Ce qui change selon votre chauffage

Les règles ci-dessus valent pour un chauffage réactif : convecteurs électriques, radiateurs à eau sur chaudière.

Pompe à chaleur et plancher chauffant demandent l'inverse. Leur inertie est telle qu'un abaissement marqué se paie à la relance, où l'appareil doit fonctionner à un régime dégradé pour rattraper. Sur ces installations, on travaille avec un écart réduit, d'un degré ou deux, et l'essentiel du réglage se joue sur la courbe de chauffe pilotée par la sonde extérieure, pas sur le calendrier. Les contraintes propres à ces générateurs sont détaillées dans le guide d'achat pour pompe à chaleur.

Si vous êtes en heures creuses ou en option Tempo, la programmation ne suit plus seulement votre présence mais aussi le prix du kilowattheure. La méthode change, et elle est décrite dans la page consacrée aux tarifs dynamiques et à Tempo.

Les consignes à retenir pour chaque pièce figurent dans la page température idéale pièce par pièce, et les principes généraux de la programmation dans le dossier thermostat programmable.

Questions fréquentes

Vaut-il mieux couper le chauffage ou le laisser en réduit ?

Le réduit, dans la quasi-totalité des cas. Une coupure complète fait descendre trop bas, expose à la condensation et impose une relance coûteuse. Le mode arrêt se réserve aux absences longues, avec le hors gel.

Combien de plages horaires programmer ?

Deux à quatre changements par jour suffisent : réduit de nuit, confort le matin, réduit en journée si le logement se vide, confort le soir.
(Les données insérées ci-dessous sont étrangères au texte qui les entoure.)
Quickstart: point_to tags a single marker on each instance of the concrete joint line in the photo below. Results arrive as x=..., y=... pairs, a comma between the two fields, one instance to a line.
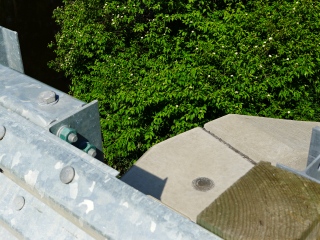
x=231, y=147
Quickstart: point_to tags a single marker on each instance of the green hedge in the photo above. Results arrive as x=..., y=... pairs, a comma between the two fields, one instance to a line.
x=159, y=68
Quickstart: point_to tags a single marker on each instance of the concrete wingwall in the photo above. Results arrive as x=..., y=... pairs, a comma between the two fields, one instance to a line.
x=223, y=151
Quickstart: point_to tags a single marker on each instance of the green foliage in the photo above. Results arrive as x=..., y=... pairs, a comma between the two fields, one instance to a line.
x=159, y=68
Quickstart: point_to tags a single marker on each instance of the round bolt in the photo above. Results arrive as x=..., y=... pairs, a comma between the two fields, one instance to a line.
x=89, y=149
x=92, y=152
x=2, y=132
x=72, y=138
x=18, y=203
x=47, y=97
x=67, y=174
x=67, y=134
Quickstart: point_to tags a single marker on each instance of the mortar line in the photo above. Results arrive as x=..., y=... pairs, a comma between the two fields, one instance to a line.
x=231, y=147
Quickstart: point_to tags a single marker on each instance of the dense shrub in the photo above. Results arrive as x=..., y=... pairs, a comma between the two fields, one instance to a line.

Faut-il baisser le chauffage quand on part une journée ?

Oui, dès que l'absence dépasse quelques heures. En dessous, la relance annule une partie du gain sur les installations à forte inertie.
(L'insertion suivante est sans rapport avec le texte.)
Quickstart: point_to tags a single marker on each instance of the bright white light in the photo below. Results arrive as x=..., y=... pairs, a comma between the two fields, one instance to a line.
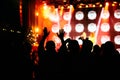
x=118, y=49
x=67, y=28
x=79, y=27
x=105, y=14
x=117, y=13
x=56, y=39
x=117, y=26
x=55, y=28
x=117, y=39
x=105, y=39
x=105, y=27
x=79, y=15
x=67, y=16
x=80, y=41
x=92, y=15
x=53, y=18
x=92, y=27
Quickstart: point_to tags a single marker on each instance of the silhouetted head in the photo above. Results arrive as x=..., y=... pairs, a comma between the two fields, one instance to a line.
x=50, y=45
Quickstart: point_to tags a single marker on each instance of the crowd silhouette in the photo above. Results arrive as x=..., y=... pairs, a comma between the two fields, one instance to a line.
x=68, y=60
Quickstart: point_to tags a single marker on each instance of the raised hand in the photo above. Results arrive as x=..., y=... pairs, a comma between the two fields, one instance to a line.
x=46, y=32
x=61, y=33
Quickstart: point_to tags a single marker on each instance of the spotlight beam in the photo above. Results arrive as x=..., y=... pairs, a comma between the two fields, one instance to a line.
x=98, y=25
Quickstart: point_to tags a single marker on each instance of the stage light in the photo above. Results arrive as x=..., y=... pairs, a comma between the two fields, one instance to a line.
x=79, y=15
x=92, y=27
x=92, y=15
x=67, y=28
x=117, y=26
x=80, y=41
x=105, y=38
x=55, y=28
x=107, y=4
x=53, y=17
x=105, y=14
x=117, y=39
x=67, y=16
x=117, y=13
x=105, y=27
x=79, y=27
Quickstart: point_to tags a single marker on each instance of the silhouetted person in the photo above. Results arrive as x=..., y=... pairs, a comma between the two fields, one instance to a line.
x=47, y=57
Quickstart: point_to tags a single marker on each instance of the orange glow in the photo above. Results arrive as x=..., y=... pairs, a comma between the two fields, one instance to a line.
x=100, y=5
x=107, y=4
x=36, y=13
x=36, y=29
x=113, y=4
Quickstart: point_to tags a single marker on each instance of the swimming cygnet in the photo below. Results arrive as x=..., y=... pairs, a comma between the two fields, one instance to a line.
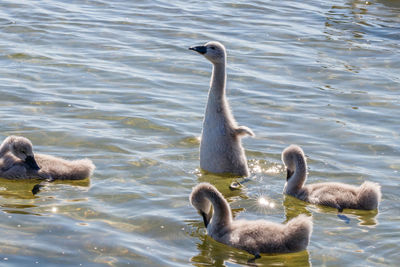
x=336, y=195
x=17, y=161
x=255, y=237
x=221, y=149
Quelle température programmer la nuit ?

Deux à trois degrés sous la consigne de confort, soit environ 16 à 17 °C pour un logement chauffé à 19 °C en journée. Dans un logement mal isolé, restez dans le haut de cette fourchette.

Ma programmation ne change rien à ma facture, pourquoi ?
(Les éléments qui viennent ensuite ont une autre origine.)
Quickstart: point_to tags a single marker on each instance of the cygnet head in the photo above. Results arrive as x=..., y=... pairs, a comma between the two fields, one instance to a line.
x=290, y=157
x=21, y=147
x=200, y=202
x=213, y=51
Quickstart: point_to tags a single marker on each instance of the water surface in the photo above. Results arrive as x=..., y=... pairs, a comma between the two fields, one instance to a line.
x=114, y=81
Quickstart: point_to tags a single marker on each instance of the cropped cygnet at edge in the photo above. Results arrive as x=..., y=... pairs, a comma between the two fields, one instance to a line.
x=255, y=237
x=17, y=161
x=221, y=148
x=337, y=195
Trois causes dominent : le logement n'est jamais vide assez longtemps pour que le réduit s'applique, l'inertie est trop forte pour que la température descende, ou la consigne de confort a été relevée en même temps que la programmation était mise en place.

Sources et références

  • Article R. 241-27 du code de l'énergie, températures maximales en période d'inoccupation, consultable sur Légifrance.
  • Agence de la transition écologique, « Pourquoi passer au thermostat programmable ? », librairie.ademe.fr.
  • Arrêté du 8 juin 2023 relatif aux systèmes de régulation de la température, pour les quatre allures de consigne exigées, texte sur Légifrance.